3) Le français avantagé. Dans certains coins, les chiffres sur la langue d'usage indiquent un pouvoir d'attraction supérieur du français. Ici, la dynamique linguistique favorise le français sans toutefois qu'il n'y ait d'assimilation perceptible du groupe anglophone. Cette catégorie regroupe 26 subdivisions de recensement, pour la plupart des petites localités à l'exception de Longueuil.

4) Recul de l'anglais. Enfin, dans certaines régions et localités, le français domine tellement que les effectifs de langue anglaise régressent dans la catégorie de la langue d'usage. On trouve dans cette catégorie 21 subdivisions de recensement, y compris Valleyfield, Beauharnois et plusieurs secteurs ruraux dans la Haute-Gatineau, dans la Petite-Nation de l'Outaouais, ainsi qu'au sud-ouest de Montréal.

Des minorités anglaises assimilent des majorités francophones

Je développerai davantage le détail des portraits de ces catégories et des régions dans de futurs blogues, mais une chose m'a particulièrement frappée. Dans les secteurs de l'Ontario où les francophones sont majoritaires, la minorité anglaise assimile tranquillement la majorité française. Prenons le cas d'Alfred-Plantagenet, entre Ottawa et la frontière du Québec. Sur un total de 9 025 personnes, 6795 sont de langue maternelle française et 1680 de langue maternelle anglaise. Quand on regarde les chiffres de la langue d'usage, le nombre d' « anglophones » grimpe à 2 300 et le nombre de « francophones » diminue à 6495. Cette situation est généralisée.

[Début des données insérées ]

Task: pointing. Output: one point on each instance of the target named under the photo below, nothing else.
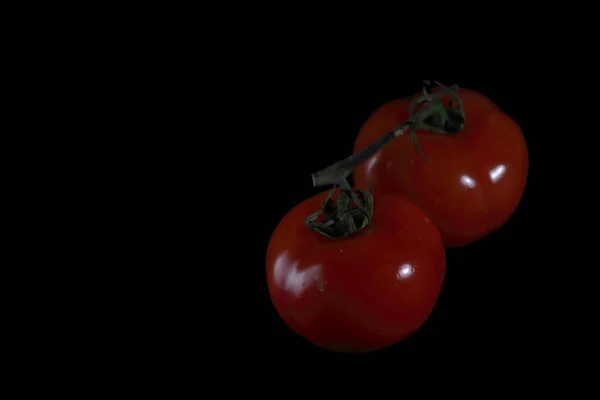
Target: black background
(494, 299)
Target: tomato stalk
(341, 219)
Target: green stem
(341, 219)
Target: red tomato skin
(476, 178)
(361, 293)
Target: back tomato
(363, 292)
(475, 180)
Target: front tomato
(361, 293)
(475, 180)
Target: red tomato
(475, 180)
(363, 292)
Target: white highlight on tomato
(467, 181)
(290, 279)
(497, 172)
(404, 271)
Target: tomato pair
(378, 282)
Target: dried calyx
(353, 209)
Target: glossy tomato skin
(476, 178)
(360, 293)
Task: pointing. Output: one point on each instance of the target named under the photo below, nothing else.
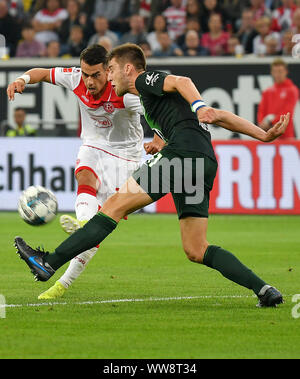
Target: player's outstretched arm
(35, 75)
(225, 119)
(155, 145)
(229, 120)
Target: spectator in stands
(215, 41)
(233, 10)
(9, 28)
(111, 10)
(48, 20)
(74, 18)
(117, 12)
(137, 32)
(192, 23)
(145, 46)
(192, 47)
(20, 127)
(29, 47)
(263, 28)
(192, 9)
(259, 9)
(159, 25)
(287, 44)
(141, 7)
(273, 44)
(296, 21)
(157, 7)
(176, 19)
(76, 41)
(247, 32)
(209, 7)
(278, 99)
(234, 48)
(102, 30)
(16, 9)
(167, 47)
(106, 42)
(53, 49)
(282, 17)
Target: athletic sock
(230, 267)
(76, 267)
(93, 232)
(86, 204)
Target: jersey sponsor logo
(204, 126)
(108, 107)
(102, 122)
(151, 79)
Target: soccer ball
(37, 205)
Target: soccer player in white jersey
(112, 142)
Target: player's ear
(128, 68)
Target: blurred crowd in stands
(163, 28)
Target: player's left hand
(208, 115)
(153, 147)
(278, 129)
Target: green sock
(93, 232)
(230, 267)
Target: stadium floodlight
(2, 306)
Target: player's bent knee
(114, 208)
(196, 255)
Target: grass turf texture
(144, 259)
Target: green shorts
(188, 175)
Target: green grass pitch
(175, 308)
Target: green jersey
(171, 116)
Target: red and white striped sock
(86, 205)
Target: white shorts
(110, 170)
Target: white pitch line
(109, 301)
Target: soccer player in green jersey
(186, 166)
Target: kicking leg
(129, 198)
(86, 206)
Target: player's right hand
(16, 86)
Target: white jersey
(111, 123)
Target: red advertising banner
(253, 178)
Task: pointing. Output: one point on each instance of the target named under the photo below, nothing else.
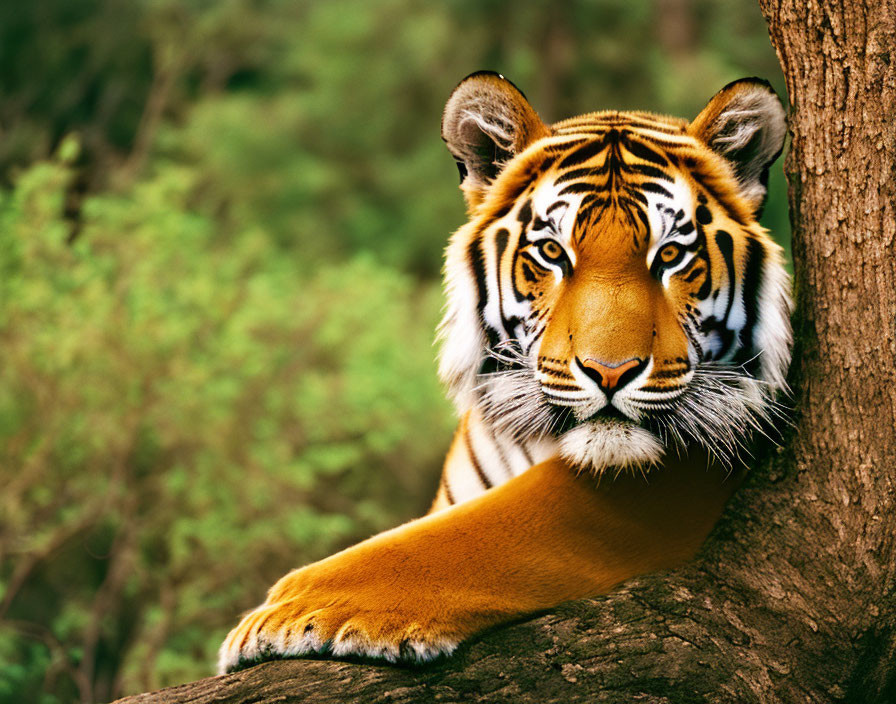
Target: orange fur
(505, 538)
(542, 538)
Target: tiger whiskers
(511, 398)
(721, 409)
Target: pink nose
(608, 376)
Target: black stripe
(649, 171)
(446, 488)
(582, 154)
(651, 187)
(752, 281)
(478, 467)
(644, 152)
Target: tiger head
(612, 288)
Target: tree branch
(794, 597)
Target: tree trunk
(793, 599)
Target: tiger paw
(337, 627)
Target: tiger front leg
(415, 592)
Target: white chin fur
(600, 445)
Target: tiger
(616, 332)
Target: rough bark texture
(794, 597)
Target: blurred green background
(221, 226)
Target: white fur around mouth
(601, 444)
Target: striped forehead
(612, 173)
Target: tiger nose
(611, 377)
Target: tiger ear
(486, 122)
(745, 123)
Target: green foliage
(200, 417)
(217, 299)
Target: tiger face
(612, 289)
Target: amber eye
(669, 253)
(551, 250)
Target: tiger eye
(669, 252)
(551, 249)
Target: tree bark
(794, 598)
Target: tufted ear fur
(486, 122)
(745, 123)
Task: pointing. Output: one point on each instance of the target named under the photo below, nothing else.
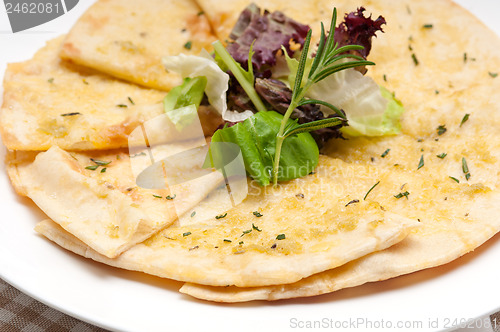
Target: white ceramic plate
(430, 300)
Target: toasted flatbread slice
(127, 39)
(275, 236)
(102, 205)
(48, 102)
(454, 220)
(449, 81)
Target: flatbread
(224, 14)
(302, 230)
(49, 102)
(105, 209)
(451, 80)
(127, 39)
(454, 220)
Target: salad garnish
(281, 101)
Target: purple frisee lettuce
(268, 32)
(356, 29)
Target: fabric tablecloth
(20, 312)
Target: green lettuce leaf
(384, 124)
(256, 137)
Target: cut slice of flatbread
(454, 220)
(52, 102)
(127, 38)
(102, 205)
(275, 236)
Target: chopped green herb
(442, 155)
(100, 162)
(464, 119)
(369, 191)
(401, 195)
(441, 129)
(386, 152)
(421, 162)
(257, 214)
(415, 60)
(465, 169)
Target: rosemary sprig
(326, 62)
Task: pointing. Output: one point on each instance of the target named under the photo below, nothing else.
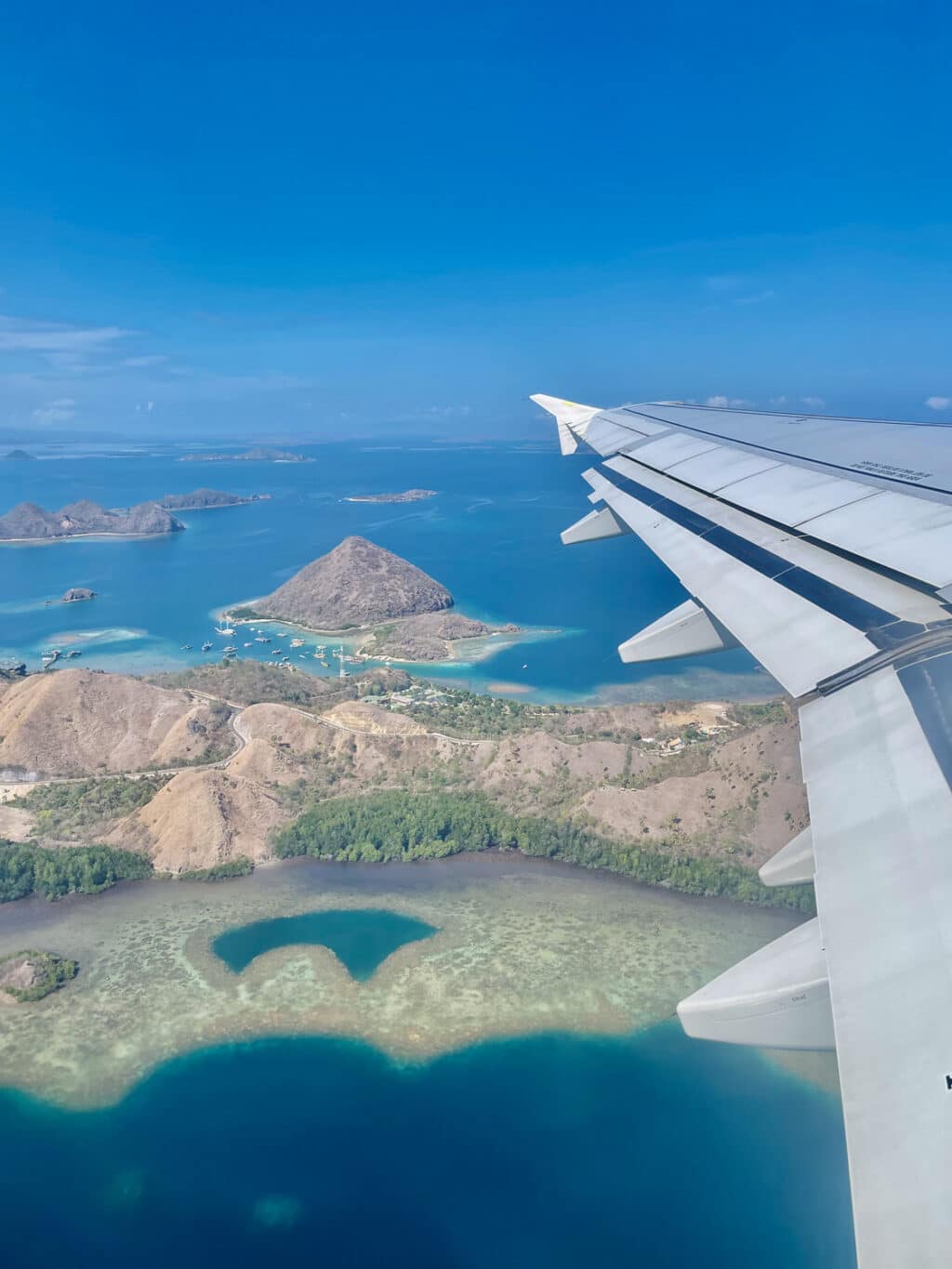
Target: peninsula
(28, 522)
(245, 763)
(409, 496)
(358, 585)
(259, 455)
(202, 499)
(355, 584)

Eh bien, ce phénomène, quoique moins accentué, est également perceptible au Québec. Quand plus de 10 ou 15% de la population d'une localité est anglophone, elle semble avoir tendance à se renforcer et à accroître ses effectifs. En Ontario, dans une situation similaire, une minorité de 10 à 15% de Franco-Ontariens disparaîtrait en quelques générations, à toutes fins utiles.

La conclusion principale : la dynamique linguistique actuelle favorise l'anglais dans 85 subdivisions de recensement (du sud-ouest québécois et de la grande région montréalaise) et elle favorise le français dans 47 subdivisions de recensement comportant peu de régions urbaines. C'est plus qu'inquiétant !

À suivre...

1 commentaire:

  1. Très intéressant. Merci de votre contribution pour la défense du français.